27: Dancing in the Dark
I was dancing in the dark. Not a remarkable thing in and of itself; after all, I’ve danced quite a bit in my lifetime and almost all of it when it was dark outside. But, never before had I danced in the African moonlight to Xhosa tribal beats while trying to avoid cow patties…
I was in a Xhosa village (the X pronounced as a clique in your mouth) just up the hill from the Coffee Bay Hostel. Because of its remote location, clinging to the rugged South African coastline, 50 kilometers from the nearest highway, the owners of the Coffee Bay Hostel offer daily activities, most having to do with the nearby village.
Tonight’s activity was dinner with the local tribespeople in the village’s community roundhouse. Though the Xhosa keep cattle their meals are vegetarian, because the cattle represent their wealth; to them, eating their cattle would be like eating money. But the food we shared that evening would have a hard time being labeled vegetarian. The best way to describe the thick lump on my plate was tasteless gruel, or grits without butter or sugar, or maybe even porridge that sat too long on a hot stove. As this was their daily sustenance and they were sharing it with us, it would be considered rude not to eat most of it.
After dinner we exited the roundhouse into the starry night and sat on the hillside (looking carefully around for patty-free spots) while the village girls prepared to show us traditional dances.
The first to perform were young teenage girls on the verge of womanhood. They danced topless, as I’m assuming is tradition, but I could see some of them uncomfortable with this, self-consciously crossing their arms over their breasts and giggling anxiously. But the younger girls who performed next shared none of the self-consciousness of their older sisters. They danced with the joy of children in the spotlight. It was almost more of a game to them, trying to outdo one another with their unique, seemingly simultaneous, stomp-kick-swivel-hip snap moves. I love to dance especially to joyful music, and I was enthralled watching these girls’ bright faces and the dance movements I’d never seen before.
Eventually the girls thought it would be fun to try to teach us their dance, and a girl about 10 grabbed my hand. I really needed to decline as I’d hurt my back in Zimbabwe and I was really stiff and sore, but the music and the joyful abandon was too much to ignore. Soon the same spirit that makes me dance around the house to a good tune took over my sensibilities.
This little girl tried valiantly to teach me her swivel-stomp-hip thrust movements and I tried valiantly to follow, much to her amusement.
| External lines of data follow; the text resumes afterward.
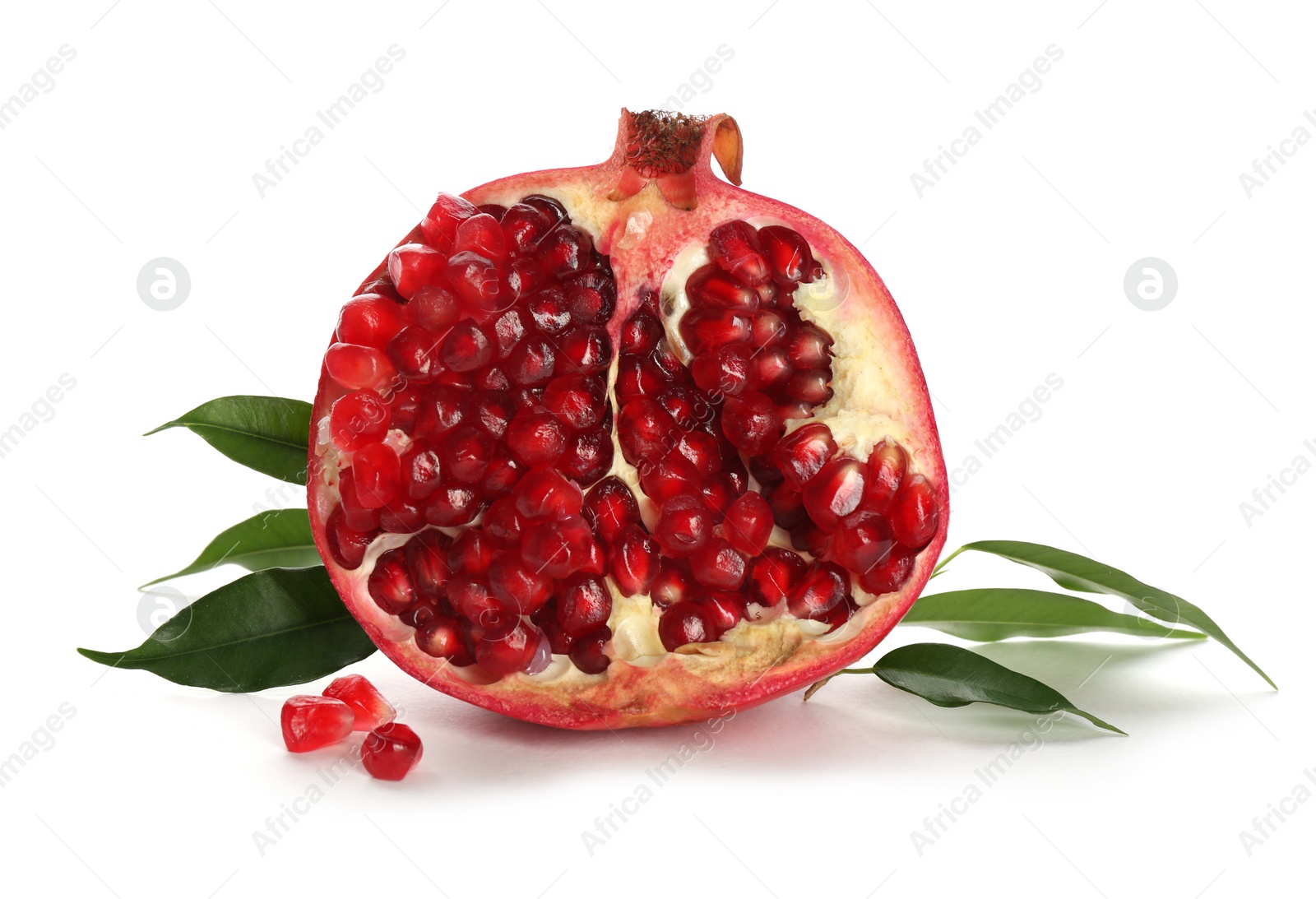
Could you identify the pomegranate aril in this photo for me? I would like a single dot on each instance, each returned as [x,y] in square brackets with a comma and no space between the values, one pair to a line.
[390,583]
[774,574]
[311,723]
[734,247]
[683,624]
[835,491]
[609,507]
[359,419]
[789,256]
[819,591]
[545,494]
[635,561]
[752,423]
[587,653]
[377,474]
[392,752]
[368,707]
[749,524]
[368,320]
[414,266]
[711,287]
[583,605]
[914,512]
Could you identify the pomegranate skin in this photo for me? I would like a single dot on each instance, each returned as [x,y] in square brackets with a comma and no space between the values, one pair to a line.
[644,224]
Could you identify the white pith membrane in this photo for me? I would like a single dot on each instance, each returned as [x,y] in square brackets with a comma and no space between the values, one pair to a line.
[866,408]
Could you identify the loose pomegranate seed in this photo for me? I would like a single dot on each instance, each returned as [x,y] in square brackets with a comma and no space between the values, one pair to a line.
[585,605]
[412,266]
[776,574]
[712,287]
[359,419]
[684,623]
[609,507]
[635,561]
[835,493]
[392,752]
[717,565]
[368,707]
[589,651]
[752,423]
[545,494]
[914,512]
[313,723]
[819,591]
[749,524]
[734,247]
[683,526]
[803,453]
[377,474]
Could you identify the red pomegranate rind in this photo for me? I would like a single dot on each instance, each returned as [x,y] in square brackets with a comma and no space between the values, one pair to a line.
[828,346]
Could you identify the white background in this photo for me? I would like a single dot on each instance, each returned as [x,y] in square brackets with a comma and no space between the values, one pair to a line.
[1008,270]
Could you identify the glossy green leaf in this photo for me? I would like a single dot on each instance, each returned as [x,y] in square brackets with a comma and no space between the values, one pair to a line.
[267,433]
[265,629]
[1074,572]
[1003,612]
[952,675]
[280,539]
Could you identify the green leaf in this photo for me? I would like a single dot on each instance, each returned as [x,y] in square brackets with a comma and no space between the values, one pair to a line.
[265,629]
[1074,572]
[267,540]
[267,433]
[1002,612]
[951,675]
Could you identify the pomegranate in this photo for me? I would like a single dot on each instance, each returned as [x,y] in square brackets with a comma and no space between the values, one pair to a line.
[625,445]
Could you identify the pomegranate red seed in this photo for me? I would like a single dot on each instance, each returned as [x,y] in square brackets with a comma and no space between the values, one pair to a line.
[587,651]
[803,453]
[313,723]
[609,507]
[684,623]
[835,491]
[392,752]
[368,320]
[359,419]
[585,605]
[545,494]
[734,247]
[892,572]
[377,474]
[480,234]
[752,423]
[774,576]
[711,287]
[861,541]
[440,224]
[346,544]
[368,707]
[820,590]
[717,565]
[412,266]
[707,329]
[749,524]
[683,526]
[536,436]
[789,256]
[511,651]
[914,512]
[635,561]
[390,583]
[427,563]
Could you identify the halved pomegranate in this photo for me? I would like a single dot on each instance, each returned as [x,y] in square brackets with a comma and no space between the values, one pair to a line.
[625,445]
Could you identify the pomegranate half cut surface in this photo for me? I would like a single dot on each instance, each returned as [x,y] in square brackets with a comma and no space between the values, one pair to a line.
[625,445]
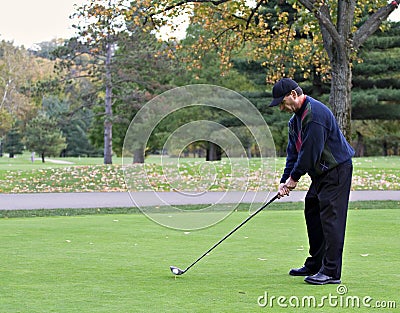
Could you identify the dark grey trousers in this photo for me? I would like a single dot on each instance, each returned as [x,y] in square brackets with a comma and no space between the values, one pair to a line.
[326,206]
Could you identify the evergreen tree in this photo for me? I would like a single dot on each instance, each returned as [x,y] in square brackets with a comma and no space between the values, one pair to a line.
[13,143]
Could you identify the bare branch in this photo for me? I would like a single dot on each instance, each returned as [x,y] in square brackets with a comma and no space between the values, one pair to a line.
[373,22]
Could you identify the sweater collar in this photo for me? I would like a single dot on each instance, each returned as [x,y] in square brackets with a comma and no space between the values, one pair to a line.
[303,107]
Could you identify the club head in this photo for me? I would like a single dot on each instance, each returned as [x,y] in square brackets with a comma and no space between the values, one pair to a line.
[176,271]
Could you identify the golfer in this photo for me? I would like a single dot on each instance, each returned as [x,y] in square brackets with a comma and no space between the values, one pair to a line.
[317,147]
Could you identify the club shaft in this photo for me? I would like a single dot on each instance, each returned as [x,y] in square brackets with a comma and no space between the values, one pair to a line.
[232,231]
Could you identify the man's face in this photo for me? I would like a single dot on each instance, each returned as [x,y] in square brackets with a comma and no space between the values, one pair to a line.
[288,103]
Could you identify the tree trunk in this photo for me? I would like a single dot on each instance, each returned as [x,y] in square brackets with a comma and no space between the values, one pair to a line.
[138,156]
[340,97]
[360,147]
[213,152]
[108,109]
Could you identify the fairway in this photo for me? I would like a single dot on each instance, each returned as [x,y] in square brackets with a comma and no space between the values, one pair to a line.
[120,263]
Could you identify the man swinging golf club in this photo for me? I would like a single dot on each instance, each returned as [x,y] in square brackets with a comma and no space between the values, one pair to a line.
[317,146]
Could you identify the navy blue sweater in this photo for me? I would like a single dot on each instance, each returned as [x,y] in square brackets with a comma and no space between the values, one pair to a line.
[316,143]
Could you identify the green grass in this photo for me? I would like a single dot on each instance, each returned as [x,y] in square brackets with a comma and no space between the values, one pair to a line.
[19,175]
[120,262]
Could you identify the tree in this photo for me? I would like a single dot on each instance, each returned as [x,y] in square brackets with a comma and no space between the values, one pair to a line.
[13,143]
[340,27]
[103,21]
[44,137]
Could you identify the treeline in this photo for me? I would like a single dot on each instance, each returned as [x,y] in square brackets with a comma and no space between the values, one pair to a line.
[53,99]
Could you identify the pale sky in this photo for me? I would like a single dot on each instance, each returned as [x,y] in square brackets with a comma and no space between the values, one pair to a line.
[32,21]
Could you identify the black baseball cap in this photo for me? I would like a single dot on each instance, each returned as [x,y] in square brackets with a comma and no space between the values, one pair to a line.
[281,89]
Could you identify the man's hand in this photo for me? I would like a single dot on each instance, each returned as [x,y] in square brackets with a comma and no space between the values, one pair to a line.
[285,188]
[290,183]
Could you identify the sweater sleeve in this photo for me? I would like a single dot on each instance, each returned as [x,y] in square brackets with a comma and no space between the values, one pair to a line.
[314,136]
[292,155]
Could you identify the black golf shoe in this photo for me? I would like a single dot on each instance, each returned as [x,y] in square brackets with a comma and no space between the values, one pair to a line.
[321,279]
[302,271]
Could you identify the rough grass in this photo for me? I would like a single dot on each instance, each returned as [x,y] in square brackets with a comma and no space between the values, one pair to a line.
[19,175]
[120,263]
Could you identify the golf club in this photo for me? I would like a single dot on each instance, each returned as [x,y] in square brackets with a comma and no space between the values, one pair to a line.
[177,271]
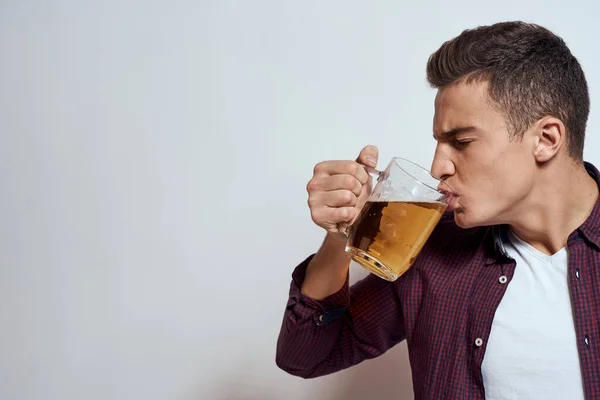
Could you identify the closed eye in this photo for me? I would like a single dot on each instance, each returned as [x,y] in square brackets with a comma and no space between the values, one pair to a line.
[462,143]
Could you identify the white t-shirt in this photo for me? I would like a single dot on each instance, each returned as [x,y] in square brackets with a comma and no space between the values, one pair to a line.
[532,348]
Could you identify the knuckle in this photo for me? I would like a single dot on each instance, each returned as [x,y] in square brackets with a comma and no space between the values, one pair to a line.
[353,168]
[349,182]
[348,197]
[312,185]
[320,167]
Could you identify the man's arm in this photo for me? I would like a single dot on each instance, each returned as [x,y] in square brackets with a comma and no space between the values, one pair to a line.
[319,337]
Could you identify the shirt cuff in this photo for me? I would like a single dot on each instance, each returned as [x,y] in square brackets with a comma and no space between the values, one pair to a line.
[322,311]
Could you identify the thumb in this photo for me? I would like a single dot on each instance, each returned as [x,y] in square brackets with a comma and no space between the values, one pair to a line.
[368,156]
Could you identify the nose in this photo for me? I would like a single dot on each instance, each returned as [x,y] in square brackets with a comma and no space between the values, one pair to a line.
[442,166]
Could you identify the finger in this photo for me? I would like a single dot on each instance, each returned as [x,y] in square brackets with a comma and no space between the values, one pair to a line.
[330,168]
[368,156]
[331,216]
[336,182]
[338,198]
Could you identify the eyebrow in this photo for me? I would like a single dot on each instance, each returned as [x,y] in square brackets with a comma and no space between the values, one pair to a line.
[453,132]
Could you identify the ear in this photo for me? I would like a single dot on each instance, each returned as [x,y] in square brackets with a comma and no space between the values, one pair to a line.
[550,137]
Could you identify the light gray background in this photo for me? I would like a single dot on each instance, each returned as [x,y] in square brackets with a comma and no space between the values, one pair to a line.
[153,160]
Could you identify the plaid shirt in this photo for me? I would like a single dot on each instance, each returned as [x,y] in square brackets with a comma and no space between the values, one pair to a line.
[443,306]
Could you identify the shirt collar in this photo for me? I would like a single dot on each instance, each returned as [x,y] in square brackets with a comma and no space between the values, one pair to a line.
[590,228]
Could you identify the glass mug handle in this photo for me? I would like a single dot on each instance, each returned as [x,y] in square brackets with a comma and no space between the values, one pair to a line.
[344,227]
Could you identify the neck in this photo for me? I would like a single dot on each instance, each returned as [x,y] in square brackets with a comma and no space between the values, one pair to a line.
[561,200]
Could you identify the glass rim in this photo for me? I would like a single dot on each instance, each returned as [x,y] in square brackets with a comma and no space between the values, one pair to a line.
[395,159]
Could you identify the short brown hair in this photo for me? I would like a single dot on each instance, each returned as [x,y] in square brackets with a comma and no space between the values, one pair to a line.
[531,73]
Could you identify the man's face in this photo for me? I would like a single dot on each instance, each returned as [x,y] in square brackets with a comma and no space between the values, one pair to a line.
[489,173]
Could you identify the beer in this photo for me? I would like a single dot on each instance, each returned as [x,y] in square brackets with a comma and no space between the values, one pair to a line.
[388,235]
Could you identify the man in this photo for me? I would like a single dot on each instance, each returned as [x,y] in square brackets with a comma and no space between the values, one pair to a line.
[504,300]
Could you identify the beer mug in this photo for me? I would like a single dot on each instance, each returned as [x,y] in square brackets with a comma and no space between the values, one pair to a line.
[405,205]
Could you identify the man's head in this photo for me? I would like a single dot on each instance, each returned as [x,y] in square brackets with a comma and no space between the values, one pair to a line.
[512,100]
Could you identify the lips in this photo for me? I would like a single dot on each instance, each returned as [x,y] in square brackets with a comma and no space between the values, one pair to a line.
[452,200]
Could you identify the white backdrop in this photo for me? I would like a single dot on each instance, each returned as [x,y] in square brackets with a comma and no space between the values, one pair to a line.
[153,161]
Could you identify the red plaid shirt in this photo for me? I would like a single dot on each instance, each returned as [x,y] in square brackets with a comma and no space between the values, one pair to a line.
[443,306]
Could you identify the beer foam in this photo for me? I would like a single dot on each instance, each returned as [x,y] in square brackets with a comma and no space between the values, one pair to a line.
[388,193]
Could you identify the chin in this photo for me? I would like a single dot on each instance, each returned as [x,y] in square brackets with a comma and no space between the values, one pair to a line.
[465,220]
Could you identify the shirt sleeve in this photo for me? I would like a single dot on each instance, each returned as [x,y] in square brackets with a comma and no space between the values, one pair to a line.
[351,325]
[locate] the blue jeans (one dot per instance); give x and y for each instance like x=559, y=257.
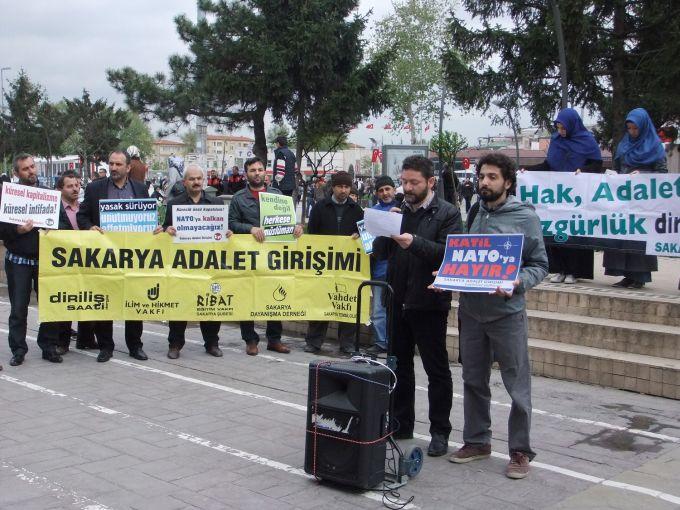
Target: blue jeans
x=379, y=318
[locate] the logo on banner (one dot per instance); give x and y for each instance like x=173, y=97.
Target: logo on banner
x=279, y=294
x=154, y=292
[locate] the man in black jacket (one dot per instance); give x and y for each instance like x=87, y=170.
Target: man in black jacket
x=336, y=215
x=21, y=268
x=117, y=186
x=193, y=195
x=418, y=313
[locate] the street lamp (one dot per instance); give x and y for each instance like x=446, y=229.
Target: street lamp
x=2, y=88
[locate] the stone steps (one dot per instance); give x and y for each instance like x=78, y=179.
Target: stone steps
x=651, y=375
x=617, y=335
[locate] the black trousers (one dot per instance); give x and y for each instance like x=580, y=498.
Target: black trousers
x=273, y=332
x=316, y=334
x=427, y=330
x=209, y=330
x=21, y=279
x=104, y=332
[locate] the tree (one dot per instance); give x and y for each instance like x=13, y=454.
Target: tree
x=96, y=128
x=619, y=55
x=414, y=35
x=190, y=138
x=448, y=144
x=137, y=133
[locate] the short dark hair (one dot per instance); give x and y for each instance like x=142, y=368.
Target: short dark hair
x=18, y=159
x=120, y=151
x=252, y=161
x=67, y=174
x=506, y=165
x=419, y=164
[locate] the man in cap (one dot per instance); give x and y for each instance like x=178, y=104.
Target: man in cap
x=336, y=215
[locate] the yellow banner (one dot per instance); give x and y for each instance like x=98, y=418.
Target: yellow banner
x=126, y=276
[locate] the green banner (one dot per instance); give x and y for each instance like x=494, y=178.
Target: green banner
x=277, y=217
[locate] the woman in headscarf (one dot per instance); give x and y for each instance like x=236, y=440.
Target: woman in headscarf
x=572, y=149
x=639, y=151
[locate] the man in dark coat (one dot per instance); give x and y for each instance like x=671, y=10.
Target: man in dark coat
x=21, y=268
x=419, y=314
x=336, y=215
x=194, y=195
x=116, y=186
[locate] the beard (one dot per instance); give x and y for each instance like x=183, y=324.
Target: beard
x=490, y=195
x=414, y=198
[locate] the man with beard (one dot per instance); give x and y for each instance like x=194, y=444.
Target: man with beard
x=194, y=195
x=116, y=186
x=493, y=327
x=21, y=268
x=244, y=218
x=419, y=314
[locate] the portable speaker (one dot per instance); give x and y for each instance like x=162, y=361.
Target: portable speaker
x=347, y=414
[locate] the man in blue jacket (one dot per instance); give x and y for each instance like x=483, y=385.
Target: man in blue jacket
x=384, y=191
x=493, y=327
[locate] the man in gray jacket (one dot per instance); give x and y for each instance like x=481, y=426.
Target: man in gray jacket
x=244, y=218
x=493, y=327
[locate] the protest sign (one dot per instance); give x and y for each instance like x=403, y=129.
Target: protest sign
x=22, y=203
x=128, y=215
x=200, y=223
x=85, y=275
x=366, y=238
x=631, y=212
x=277, y=217
x=480, y=263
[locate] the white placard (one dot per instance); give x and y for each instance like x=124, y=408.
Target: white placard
x=382, y=223
x=22, y=203
x=200, y=223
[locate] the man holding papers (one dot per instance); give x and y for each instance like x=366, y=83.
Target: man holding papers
x=194, y=195
x=419, y=313
x=493, y=327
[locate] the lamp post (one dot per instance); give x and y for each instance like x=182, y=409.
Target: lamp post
x=2, y=88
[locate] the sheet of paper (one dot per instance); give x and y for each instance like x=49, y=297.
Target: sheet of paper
x=382, y=223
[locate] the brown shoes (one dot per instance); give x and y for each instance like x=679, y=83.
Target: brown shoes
x=278, y=347
x=518, y=467
x=471, y=452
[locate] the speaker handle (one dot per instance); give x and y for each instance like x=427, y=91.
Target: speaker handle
x=389, y=295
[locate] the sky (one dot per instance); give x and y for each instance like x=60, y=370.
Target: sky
x=67, y=46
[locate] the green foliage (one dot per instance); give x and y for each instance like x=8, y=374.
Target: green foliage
x=448, y=144
x=414, y=34
x=620, y=55
x=96, y=127
x=137, y=133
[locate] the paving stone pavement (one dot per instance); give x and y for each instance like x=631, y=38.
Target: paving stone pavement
x=228, y=433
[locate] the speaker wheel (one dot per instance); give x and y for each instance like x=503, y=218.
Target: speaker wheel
x=414, y=461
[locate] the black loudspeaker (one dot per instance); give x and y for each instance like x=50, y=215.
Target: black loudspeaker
x=347, y=415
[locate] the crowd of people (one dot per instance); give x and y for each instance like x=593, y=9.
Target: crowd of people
x=492, y=327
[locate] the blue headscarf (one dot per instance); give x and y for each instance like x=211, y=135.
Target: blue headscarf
x=646, y=149
x=566, y=154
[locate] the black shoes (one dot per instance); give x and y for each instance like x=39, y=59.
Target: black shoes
x=52, y=357
x=16, y=360
x=213, y=350
x=104, y=356
x=439, y=445
x=139, y=354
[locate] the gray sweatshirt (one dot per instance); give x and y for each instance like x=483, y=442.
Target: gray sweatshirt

To be fair, the movements were unfamiliar and I was trying to avoid dung while stomping and swiveling, but unfortunately all I think I accomplished was proving that white girls, even ones with African braids, just can’t dance.
On Coffee Bay
Coffee Bay, South Africa, is in the section of eastern coastline called the Wild Coast. As I was making my way down the coastline from Johannesburg, I ran into many backpackers raving about this section of coastline. They urged me to “forget about the Garden Route” which is touted in all the guidebooks and “focus on the Wild Coast”.
Their advice was right on, as the Wild Coast is still mostly unspoiled and you can stay at a remote hostel right near the coastline with nothing but miles of sand and seashells around you. To get to the Coffee Bay Hostel you would be dropped off about 50K away at a Shell station. Then someone from the hostel picks you up and you get a long, bumpy, dusty ride to the seaside location. There are 1-2 other hostels in the area, one just across the road, but other than that the nearest hostel is in Hole in the Wall, another location well worth visiting.
Coffee Bay does trips over to Hole in the Wall, named after a hole in a seaside wall that crazy backpackers make a challenge out of jumping through as the surf crashes through. The hostel also does trips into the delta, has volunteer projects with the local school and seaside fish frys among other activities. And of course, it sports a full bar so there’s plenty of socializing at night. Your dorm is a round house, or you can camp or, if you’re feeling really one with nature, sleep in a tree-top hammock.
I did visit a couple of locations in the Garden Route to see what all the fuss was about in the LP and Rough Guide and frankly, I can’t see what the writers find so nice about them. While the coastline itself is nice, the areas right across the roadway are covered with homes and it looks like any other overly built, touristy, seaside area. So if you want to see more unspoiled coast and less tee shirt shops, skip the Garden Route and concentrate on the Wild Coast!